Poland Catholics Pray Along Border In Controversial Event Seen As Anti-Muslim

Tens of thousands of Catholics in Poland prayed together Saturday along the country's 2,000-mile border and asked for salvation—an event that was seen by some as anti-Muslim. 

More than 300 churches endorsed the event and sent attendees to more than 4,000 different locations along the border. 

Organizers say the prayer event marked the centenary of the apparitions of Fatima, when three shepherd children in Portugal said the Virgin Mary appeared to them, the Associated Press reported

Poland prayer day People take part in a mass rosary prayer, begging God 'to save Poland and the world' from dangers facing them, in Koden Sanctuary, eastern Poland, on the banks of the Bug - a border river between Poland and Belarus on October 7, 2017. WOJTEK RADWANSKI/AFP/Getty Images

But, the news agency reported, the event also commemorated a large battle in the 16th century, which organizers said saved Europe from Islamization. 
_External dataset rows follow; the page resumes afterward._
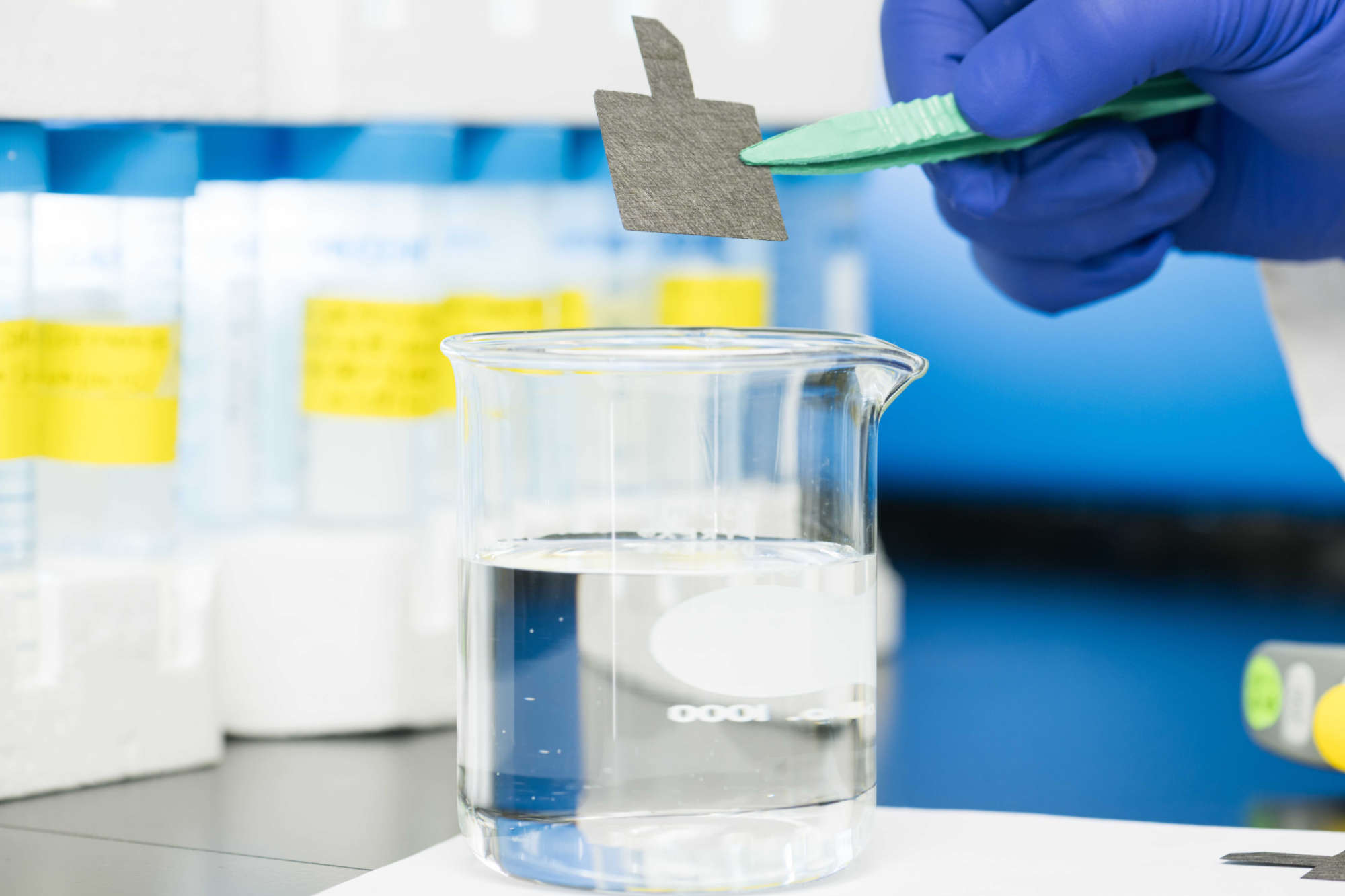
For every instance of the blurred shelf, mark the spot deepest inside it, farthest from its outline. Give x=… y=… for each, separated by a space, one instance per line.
x=350 y=61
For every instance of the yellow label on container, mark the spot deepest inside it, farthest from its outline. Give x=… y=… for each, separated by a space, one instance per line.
x=714 y=302
x=497 y=314
x=18 y=400
x=575 y=310
x=107 y=393
x=373 y=358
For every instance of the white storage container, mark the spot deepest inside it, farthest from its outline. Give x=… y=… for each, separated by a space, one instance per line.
x=118 y=673
x=338 y=600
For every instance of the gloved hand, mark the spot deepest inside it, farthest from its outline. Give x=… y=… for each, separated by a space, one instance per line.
x=1094 y=213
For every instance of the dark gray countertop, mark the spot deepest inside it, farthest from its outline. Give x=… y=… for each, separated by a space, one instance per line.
x=276 y=818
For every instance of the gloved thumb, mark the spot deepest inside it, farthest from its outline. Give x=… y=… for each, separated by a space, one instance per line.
x=1056 y=60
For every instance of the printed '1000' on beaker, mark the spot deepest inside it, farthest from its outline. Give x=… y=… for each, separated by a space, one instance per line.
x=668 y=663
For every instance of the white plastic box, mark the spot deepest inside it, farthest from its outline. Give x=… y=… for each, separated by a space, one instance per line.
x=110 y=626
x=338 y=595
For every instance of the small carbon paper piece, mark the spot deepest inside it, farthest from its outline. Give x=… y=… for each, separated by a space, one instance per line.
x=675 y=159
x=1323 y=866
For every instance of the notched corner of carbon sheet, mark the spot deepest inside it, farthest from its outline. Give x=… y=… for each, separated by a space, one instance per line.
x=675 y=159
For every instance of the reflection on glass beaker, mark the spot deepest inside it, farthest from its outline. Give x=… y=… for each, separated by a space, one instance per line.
x=668 y=669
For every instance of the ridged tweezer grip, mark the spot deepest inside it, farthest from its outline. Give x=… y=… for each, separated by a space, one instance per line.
x=933 y=130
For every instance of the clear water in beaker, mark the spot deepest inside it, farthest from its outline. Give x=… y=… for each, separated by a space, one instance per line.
x=668 y=658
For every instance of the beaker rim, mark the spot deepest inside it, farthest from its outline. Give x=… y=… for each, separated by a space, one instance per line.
x=666 y=349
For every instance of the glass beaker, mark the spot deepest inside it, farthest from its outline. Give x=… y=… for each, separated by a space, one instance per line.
x=668 y=618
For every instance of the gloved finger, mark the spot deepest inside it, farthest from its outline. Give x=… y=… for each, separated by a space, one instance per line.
x=1096 y=166
x=1056 y=60
x=923 y=41
x=978 y=186
x=1059 y=286
x=923 y=44
x=1183 y=179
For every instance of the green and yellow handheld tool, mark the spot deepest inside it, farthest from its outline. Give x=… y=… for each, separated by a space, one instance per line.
x=933 y=130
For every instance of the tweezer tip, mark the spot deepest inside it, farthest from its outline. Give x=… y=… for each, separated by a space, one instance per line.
x=757 y=155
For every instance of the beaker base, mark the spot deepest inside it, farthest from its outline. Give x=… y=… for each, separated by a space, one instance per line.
x=730 y=850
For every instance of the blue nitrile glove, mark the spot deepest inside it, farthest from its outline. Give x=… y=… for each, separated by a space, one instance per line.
x=1094 y=213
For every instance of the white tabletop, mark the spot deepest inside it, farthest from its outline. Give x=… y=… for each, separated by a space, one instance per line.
x=954 y=853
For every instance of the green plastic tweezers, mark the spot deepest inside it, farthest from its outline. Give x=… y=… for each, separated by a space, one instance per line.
x=933 y=130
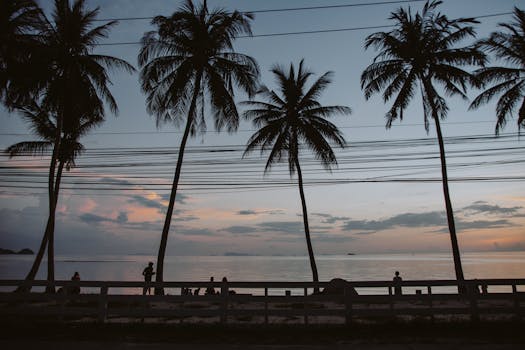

Fears of Islam were echoed by those in attendance. 

"Islam wants to destroy Europe," Halina Kotarska, 65, told the AP as she prayed and clutched a rosary. "They want to turn us away from Christianity."

Critics of the event said praying along the border could be seen as celebrating the country's refusal to accept Muslim migrants, according to the BBC

Rafal Pankowski, an expert on xenophobia and extremism told the BBC the prayers seemed like a way to express Islamophobia. 

"The whole concept of doing it on the borders reinforces the ethno-religious, xenophobic model of national identity," Pankowski told the news organization.

But organizers say they chose the border because it symbolized wanting to "encompass the world with prayer," the BBC reported. Nearly 90 percent of the country is Catholic.

The country did not take part in a deal two years ago that would have allowed refugees into Poland. 

Krzysztof Januszewski, 45, told the AP he worries Christian Europe is under siege by Islamic extremists. 

"In the past, there were raids by sultans and Turks and people of other faiths against us Christians," Januszewski said. "Today Islam is flooding us and we are afraid of this too. We are afraid of terrorist threats and we are afraid of people departing from the faith."